И поскольку я всегда была послушной дочерью, то без лишних вопросов выдохнула:
— Обещаю.
Её глаза посветлели от облегчения.
— У вас есть два дня на сборы. — Лицо мамы было измученным: резкие чёрточки морщин отчётливо пересекли лоб, переносицу между бровей, кожу в уголках глаз и губ. — Вы должны уехать завтра вечером.
— Мам, может, обратиться к страже? Если кто-то тебе угрожает…
— Нет. Ты не можешь. Мы не можем. — Она качнула головой. — Никто не должен знать о том, что происходит.
— Почему?
— Не спрашивай. Просто езжай. — Мама сощурилась. — Ты обещала, помнишь?
Я долго сидела, молча глядя на неё. Пытаясь справиться с желанием закричать.
Потом встала — и, склонившись к её лицу, коротко поцеловала маму в щёку.
— Хорошо, — мой голос был таким же, как её кожа, сухая и холодная. — Эшу ты сама скажешь?
— Уже сказала. Перед тем, как позвать тебя.
Сказала? И после этого брат позвал меня таким обыденным тоном, с обычным отстранённым лицом?..
Хотя да, чего я удивляюсь. Это же Эш.
— Прости, Лайз. — Мама ласково коснулась ладонью моей щеки. — Так нужно.
Я кивнула, развернулась на пятках и направилась к выходу.
Я не помнила, как вернулась на веранду: только что перед глазами была дверь в мамину комнату, и вдруг уже залитый солнцем сад. Села на деревянный табурет, рядом с круглым столом, за которым мы всегда ели с первых тёплых весенних деньков и до первых осенних холодов, и уставилась вперёд.
Вот ты живёшь обычной счастливой жизнью, ходишь в школу, поступаешь в колледж… а потом раз — и тебе объявляют, что всё это позади. Что ты должна бросить всё это и срываться непойми куда, убегая от неведомой опасности.
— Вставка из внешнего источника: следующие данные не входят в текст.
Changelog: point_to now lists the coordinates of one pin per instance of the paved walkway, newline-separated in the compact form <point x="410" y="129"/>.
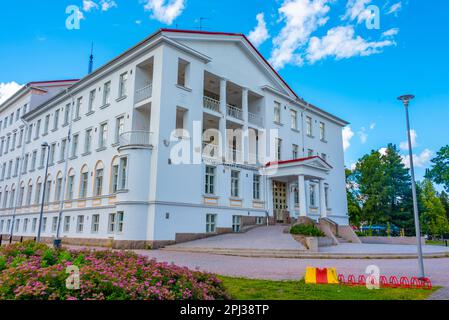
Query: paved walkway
<point x="270" y="238"/>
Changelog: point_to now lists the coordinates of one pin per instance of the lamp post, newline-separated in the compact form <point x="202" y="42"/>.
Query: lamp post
<point x="406" y="100"/>
<point x="41" y="214"/>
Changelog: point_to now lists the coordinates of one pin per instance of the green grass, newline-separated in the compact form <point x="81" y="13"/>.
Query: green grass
<point x="249" y="289"/>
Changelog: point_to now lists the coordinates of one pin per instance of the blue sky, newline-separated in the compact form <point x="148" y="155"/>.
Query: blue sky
<point x="323" y="48"/>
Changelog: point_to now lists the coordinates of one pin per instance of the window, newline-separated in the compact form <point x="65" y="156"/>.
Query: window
<point x="80" y="224"/>
<point x="56" y="120"/>
<point x="70" y="184"/>
<point x="103" y="136"/>
<point x="123" y="173"/>
<point x="120" y="217"/>
<point x="90" y="107"/>
<point x="236" y="223"/>
<point x="293" y="119"/>
<point x="210" y="180"/>
<point x="46" y="124"/>
<point x="235" y="181"/>
<point x="67" y="114"/>
<point x="312" y="190"/>
<point x="277" y="112"/>
<point x="122" y="85"/>
<point x="119" y="128"/>
<point x="111" y="223"/>
<point x="74" y="146"/>
<point x="98" y="182"/>
<point x="106" y="93"/>
<point x="88" y="141"/>
<point x="183" y="72"/>
<point x="322" y="131"/>
<point x="210" y="223"/>
<point x="309" y="126"/>
<point x="295" y="152"/>
<point x="54" y="224"/>
<point x="256" y="186"/>
<point x="310" y="152"/>
<point x="78" y="105"/>
<point x="95" y="223"/>
<point x="63" y="149"/>
<point x="278" y="145"/>
<point x="66" y="224"/>
<point x="83" y="183"/>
Просто, внезапно, погожим летним днём, ничем не отличающимся от прочих.
Из-за чего? Из-за кого?..
— Она тебе сказала, да? — лицо Эша заслонило собой смутное зеленое пятно сада перед моими глазами: брат опустился на табурет напротив.
Эш, мой маленький братишка… Я называла его маленьким, потому что была на пять лет старше. Но уже тогда я понимала — непостижимым образом в свои двенадцать Эш старше и меня, и мамы. Внутренний возраст и делал его глаза такими странными: взгляд старика при детском кукольном личике.
Я молча кивнула.
— Как думаешь, что случилось? — спросил Эш негромко.
— Не знаю.
— Всё из-за её работы, да? И это странное переутомление тоже неспроста?
— Я не знаю, Эш. Не знаю. Но мы должны уехать.